Founded by Zach Shelby and Jan Jongboom, Edge Impulse is the go-to platform for embedded machine learning (TinyML). Edge Impulse is well positioned to become a leader in edge intelligence, leveraging the convergence of low-cost, high-performance microprocessors and low-power, wide area networks such as LoRaWAN®, to create intelligent, extremely low-power and wireless devices. Edge Impulse is on a mission to enable developers to create the next generation of intelligent devices using embedded machine learning in industrial, enterprise and human centric applications.
Today 99% of data generated by sensors is discarded due to cost, bandwidth or power constraints. Computers have become so ubiquitous at the edge, device sensors can read anything you might want to know about your business operation or home. They’ve also become powerful enough that embedded firmware processes like machine learning require very little power from the device’s battery. However, sending that data back up to the cloud or to an on-premise server can cost both money and battery life for the device. In order to use cheap low-power networks like LoRaWAN® the device must only transmit tiny amounts of data (up to 50 bytes per transmission).

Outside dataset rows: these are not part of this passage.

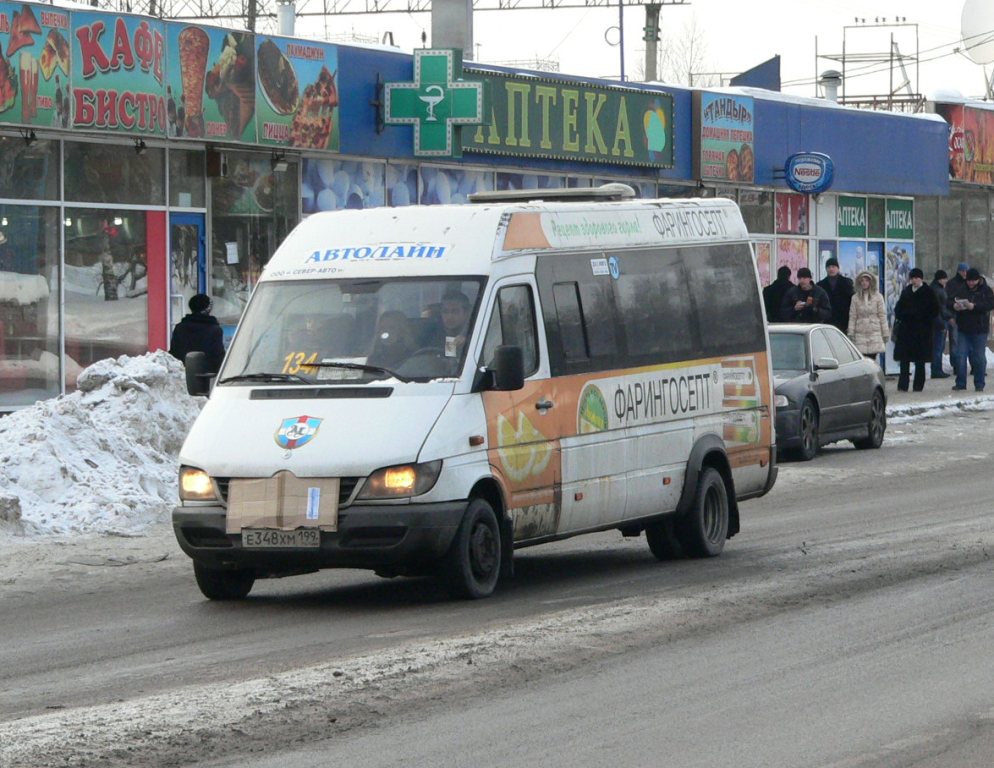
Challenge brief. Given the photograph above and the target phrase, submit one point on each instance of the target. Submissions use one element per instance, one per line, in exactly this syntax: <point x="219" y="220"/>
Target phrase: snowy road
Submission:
<point x="112" y="658"/>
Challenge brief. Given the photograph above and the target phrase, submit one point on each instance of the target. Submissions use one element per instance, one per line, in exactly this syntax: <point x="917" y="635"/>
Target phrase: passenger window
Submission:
<point x="843" y="352"/>
<point x="513" y="322"/>
<point x="820" y="346"/>
<point x="569" y="316"/>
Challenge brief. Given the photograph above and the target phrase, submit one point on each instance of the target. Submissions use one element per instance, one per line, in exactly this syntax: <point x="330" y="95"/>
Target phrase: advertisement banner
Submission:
<point x="539" y="117"/>
<point x="297" y="93"/>
<point x="211" y="85"/>
<point x="118" y="73"/>
<point x="34" y="65"/>
<point x="971" y="142"/>
<point x="725" y="125"/>
<point x="852" y="216"/>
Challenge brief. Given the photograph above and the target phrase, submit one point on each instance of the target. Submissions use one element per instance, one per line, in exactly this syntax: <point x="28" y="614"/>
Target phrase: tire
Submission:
<point x="218" y="584"/>
<point x="471" y="568"/>
<point x="662" y="540"/>
<point x="877" y="425"/>
<point x="703" y="531"/>
<point x="808" y="428"/>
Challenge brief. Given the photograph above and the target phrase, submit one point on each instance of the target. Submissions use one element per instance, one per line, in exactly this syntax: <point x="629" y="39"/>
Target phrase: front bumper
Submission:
<point x="374" y="537"/>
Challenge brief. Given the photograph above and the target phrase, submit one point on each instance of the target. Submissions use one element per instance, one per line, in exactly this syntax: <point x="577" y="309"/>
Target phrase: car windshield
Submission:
<point x="789" y="351"/>
<point x="353" y="331"/>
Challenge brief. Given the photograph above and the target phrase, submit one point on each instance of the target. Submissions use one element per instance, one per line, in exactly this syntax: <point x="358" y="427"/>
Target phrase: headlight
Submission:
<point x="402" y="480"/>
<point x="195" y="485"/>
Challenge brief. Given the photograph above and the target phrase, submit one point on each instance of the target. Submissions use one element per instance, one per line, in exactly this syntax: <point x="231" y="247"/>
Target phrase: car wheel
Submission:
<point x="809" y="431"/>
<point x="703" y="531"/>
<point x="472" y="566"/>
<point x="877" y="425"/>
<point x="218" y="584"/>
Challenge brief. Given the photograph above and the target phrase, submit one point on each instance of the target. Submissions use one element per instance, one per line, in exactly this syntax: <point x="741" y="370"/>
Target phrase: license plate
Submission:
<point x="265" y="538"/>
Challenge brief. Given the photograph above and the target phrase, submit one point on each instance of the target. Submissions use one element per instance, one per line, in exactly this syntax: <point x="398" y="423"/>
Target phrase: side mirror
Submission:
<point x="198" y="380"/>
<point x="509" y="369"/>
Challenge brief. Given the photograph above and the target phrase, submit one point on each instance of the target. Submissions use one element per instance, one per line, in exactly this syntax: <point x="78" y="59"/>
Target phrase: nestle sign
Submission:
<point x="809" y="172"/>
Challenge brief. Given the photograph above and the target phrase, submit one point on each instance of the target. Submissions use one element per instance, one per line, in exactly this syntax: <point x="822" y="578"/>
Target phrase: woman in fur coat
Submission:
<point x="868" y="317"/>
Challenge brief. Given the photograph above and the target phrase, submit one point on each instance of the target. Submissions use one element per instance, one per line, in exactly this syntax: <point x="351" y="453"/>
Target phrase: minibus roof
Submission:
<point x="467" y="239"/>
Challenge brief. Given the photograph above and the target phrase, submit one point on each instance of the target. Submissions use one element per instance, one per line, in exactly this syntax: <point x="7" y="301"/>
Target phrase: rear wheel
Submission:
<point x="703" y="531"/>
<point x="472" y="566"/>
<point x="218" y="584"/>
<point x="877" y="425"/>
<point x="809" y="431"/>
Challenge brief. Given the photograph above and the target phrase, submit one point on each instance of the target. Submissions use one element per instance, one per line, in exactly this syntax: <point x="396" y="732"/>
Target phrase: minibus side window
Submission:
<point x="569" y="316"/>
<point x="513" y="323"/>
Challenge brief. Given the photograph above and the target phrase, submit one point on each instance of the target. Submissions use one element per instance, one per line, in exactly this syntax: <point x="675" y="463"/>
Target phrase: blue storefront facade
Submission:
<point x="113" y="213"/>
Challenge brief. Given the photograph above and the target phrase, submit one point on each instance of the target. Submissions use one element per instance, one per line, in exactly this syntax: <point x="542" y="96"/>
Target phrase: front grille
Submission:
<point x="346" y="489"/>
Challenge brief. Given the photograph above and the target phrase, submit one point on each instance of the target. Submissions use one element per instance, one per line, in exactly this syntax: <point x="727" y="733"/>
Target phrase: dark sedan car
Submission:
<point x="826" y="390"/>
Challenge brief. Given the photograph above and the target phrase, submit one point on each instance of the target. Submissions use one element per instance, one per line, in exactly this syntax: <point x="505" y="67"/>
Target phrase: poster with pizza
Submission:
<point x="118" y="73"/>
<point x="210" y="91"/>
<point x="35" y="64"/>
<point x="297" y="93"/>
<point x="726" y="138"/>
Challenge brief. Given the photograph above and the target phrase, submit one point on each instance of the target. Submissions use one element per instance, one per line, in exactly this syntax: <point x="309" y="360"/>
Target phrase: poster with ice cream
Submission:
<point x="297" y="96"/>
<point x="118" y="73"/>
<point x="210" y="91"/>
<point x="34" y="65"/>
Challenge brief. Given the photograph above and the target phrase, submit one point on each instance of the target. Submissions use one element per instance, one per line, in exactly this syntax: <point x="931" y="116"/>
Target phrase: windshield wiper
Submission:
<point x="265" y="377"/>
<point x="357" y="367"/>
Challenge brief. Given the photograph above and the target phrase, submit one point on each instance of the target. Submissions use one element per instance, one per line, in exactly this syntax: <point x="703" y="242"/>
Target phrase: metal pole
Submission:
<point x="621" y="36"/>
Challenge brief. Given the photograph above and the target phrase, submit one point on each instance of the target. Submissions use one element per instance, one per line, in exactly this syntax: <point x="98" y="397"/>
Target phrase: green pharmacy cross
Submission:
<point x="436" y="103"/>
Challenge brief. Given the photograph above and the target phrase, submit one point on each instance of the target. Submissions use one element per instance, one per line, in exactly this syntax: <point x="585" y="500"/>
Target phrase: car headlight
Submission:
<point x="402" y="480"/>
<point x="195" y="485"/>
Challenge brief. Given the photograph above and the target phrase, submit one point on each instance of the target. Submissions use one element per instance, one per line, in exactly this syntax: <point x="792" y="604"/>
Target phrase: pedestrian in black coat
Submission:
<point x="915" y="313"/>
<point x="199" y="331"/>
<point x="773" y="294"/>
<point x="840" y="291"/>
<point x="805" y="302"/>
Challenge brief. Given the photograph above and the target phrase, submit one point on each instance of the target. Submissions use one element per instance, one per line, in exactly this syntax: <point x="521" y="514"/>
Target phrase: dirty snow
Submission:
<point x="101" y="460"/>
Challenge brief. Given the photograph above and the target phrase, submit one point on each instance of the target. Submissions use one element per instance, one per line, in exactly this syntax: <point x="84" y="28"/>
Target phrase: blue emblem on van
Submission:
<point x="297" y="431"/>
<point x="809" y="172"/>
<point x="615" y="266"/>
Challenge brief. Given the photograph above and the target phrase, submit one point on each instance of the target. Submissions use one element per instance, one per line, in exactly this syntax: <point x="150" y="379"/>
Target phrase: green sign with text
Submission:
<point x="437" y="103"/>
<point x="536" y="117"/>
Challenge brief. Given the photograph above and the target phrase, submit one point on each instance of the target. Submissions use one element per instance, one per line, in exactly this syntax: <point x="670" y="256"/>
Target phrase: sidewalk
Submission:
<point x="937" y="395"/>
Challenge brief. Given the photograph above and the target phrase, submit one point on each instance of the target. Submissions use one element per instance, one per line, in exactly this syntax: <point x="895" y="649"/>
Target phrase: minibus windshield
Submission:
<point x="353" y="331"/>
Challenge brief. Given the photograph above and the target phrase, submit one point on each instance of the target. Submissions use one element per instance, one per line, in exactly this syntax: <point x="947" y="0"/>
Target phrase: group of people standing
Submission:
<point x="923" y="316"/>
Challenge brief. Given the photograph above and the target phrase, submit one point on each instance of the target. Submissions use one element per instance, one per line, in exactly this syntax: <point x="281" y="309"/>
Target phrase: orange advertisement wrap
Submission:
<point x="530" y="430"/>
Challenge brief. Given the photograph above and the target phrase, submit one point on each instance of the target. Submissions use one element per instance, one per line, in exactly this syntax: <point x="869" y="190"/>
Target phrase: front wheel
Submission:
<point x="877" y="425"/>
<point x="808" y="427"/>
<point x="703" y="531"/>
<point x="218" y="584"/>
<point x="472" y="566"/>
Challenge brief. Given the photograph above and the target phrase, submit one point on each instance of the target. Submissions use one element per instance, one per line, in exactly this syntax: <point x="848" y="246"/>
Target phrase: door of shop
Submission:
<point x="187" y="262"/>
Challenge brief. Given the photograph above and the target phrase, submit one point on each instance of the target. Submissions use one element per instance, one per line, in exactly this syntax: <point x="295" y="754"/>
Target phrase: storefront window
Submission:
<point x="253" y="210"/>
<point x="29" y="305"/>
<point x="107" y="173"/>
<point x="186" y="178"/>
<point x="330" y="185"/>
<point x="402" y="184"/>
<point x="105" y="285"/>
<point x="443" y="186"/>
<point x="29" y="172"/>
<point x="757" y="210"/>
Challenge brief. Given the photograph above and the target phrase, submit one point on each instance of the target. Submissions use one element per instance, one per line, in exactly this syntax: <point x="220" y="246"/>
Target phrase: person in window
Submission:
<point x="805" y="302"/>
<point x="199" y="331"/>
<point x="393" y="343"/>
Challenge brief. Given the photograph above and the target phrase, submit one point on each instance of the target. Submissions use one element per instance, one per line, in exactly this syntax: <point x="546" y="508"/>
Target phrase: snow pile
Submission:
<point x="102" y="459"/>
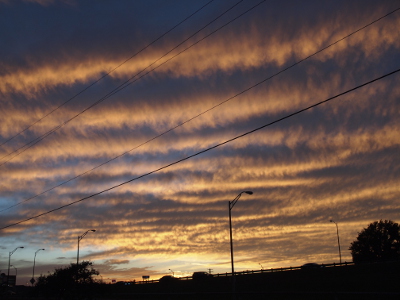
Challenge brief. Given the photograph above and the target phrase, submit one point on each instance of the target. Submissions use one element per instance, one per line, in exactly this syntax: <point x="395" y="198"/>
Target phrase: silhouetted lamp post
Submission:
<point x="337" y="233"/>
<point x="79" y="239"/>
<point x="231" y="205"/>
<point x="33" y="271"/>
<point x="16" y="271"/>
<point x="9" y="262"/>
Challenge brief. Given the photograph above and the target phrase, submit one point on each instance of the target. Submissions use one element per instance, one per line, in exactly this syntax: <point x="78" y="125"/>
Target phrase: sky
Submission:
<point x="143" y="119"/>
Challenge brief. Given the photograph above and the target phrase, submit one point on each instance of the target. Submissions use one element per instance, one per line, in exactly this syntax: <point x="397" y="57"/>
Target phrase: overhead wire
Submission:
<point x="105" y="75"/>
<point x="122" y="86"/>
<point x="202" y="113"/>
<point x="207" y="149"/>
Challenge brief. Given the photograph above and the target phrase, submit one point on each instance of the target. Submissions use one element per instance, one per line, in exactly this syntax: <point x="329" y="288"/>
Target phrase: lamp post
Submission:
<point x="9" y="261"/>
<point x="79" y="239"/>
<point x="16" y="271"/>
<point x="231" y="205"/>
<point x="337" y="233"/>
<point x="33" y="271"/>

Edge Impulse provides a platform that allows all developers the ability to create embedded machine learning algorithms for their devices. On the platform developers can manage data sets for their embedded computers as well as design, train, test and deploy models for those computers. Of the vast amounts of data exhaust generated by today’s embedded computing devices, machine learning models can infer relevant or actionable data. The device can then take action automatically the way a thermostat adjusts temperature. Alternatively, just that relevant data can be sent back to the cloud, such as sending a message to a factory manager that an expensive piece of machinery is likely to fail. Data-heavy sensors like audio, radar and images can be digested and turned into simple messages, saving energy, money, and importantly in many circumstances, time.